Pressure Amounts on Russia at the U.N.
On Tuesday, world leaders met at the U.N. Security Council to discuss a draft resolution proposed by Morocco calling for President Bashar Al-Assad to relinquish power beginning the transition to a democracy representative of the Syrian people. Western leaders arrived intent on convincing veto-yielding Russia, who opposes the current draft revolution, of approving an Arab led initiative which aims for the formation of a unity government followed by elections.
In her remarks, Secretary of State Hillary Clinton emphasized that “there is no intention to seek any authority or to pursue any kind of military intervention” in Syria stressing her support of the Arab League initiative. Clinton referred to Libya comparisons as a “false analogies” and stated that Syria “is a unique situation that requires its own approach, tailored to the specific circumstances on the ground.” Clinton emphasized the importance of the Security Council standing behind the Syrian people citing the recent increase in violence. She pressured the members of the council saying, “We all have a choice: Stand with the people of Syria and the region or become complicit in the continuing violence there.”
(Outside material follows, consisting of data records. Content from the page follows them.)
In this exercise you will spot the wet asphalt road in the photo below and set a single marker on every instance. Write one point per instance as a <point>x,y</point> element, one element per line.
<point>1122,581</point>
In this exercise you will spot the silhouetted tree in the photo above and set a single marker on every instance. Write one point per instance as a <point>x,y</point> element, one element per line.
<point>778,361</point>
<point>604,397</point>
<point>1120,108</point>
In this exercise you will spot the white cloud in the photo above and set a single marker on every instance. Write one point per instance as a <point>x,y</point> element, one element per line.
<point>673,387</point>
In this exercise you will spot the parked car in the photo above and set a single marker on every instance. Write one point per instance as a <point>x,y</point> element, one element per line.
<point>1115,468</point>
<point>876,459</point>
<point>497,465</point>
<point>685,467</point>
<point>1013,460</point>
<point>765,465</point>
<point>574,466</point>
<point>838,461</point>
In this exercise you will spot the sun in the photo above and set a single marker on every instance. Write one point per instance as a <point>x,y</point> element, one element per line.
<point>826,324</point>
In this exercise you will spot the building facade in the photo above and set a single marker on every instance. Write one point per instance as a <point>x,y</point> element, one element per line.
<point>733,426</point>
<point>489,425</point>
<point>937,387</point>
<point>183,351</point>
Russia voiced concerns about the international community interfering in Syrian domestic affairs. Russian Foreign Minister Sergei Lavrov dismissed the idea that “the world organization can interfere in the domestic politics of any country to force a leadership change” saying the Council “cannot dictate what king needs to resign or what prime minister needs to step down. Professor at the University of Notre Dame’s Kroc Institute for International Peace Studies and a long-time adviser to the United Nations George Lopez stated that Russia’s position is stems from larger concerns that the Councils decision may set a precedent that could affect on their own sovereignty. “If today it is Assad, tomorrow Putin? They worry,” said Lopez.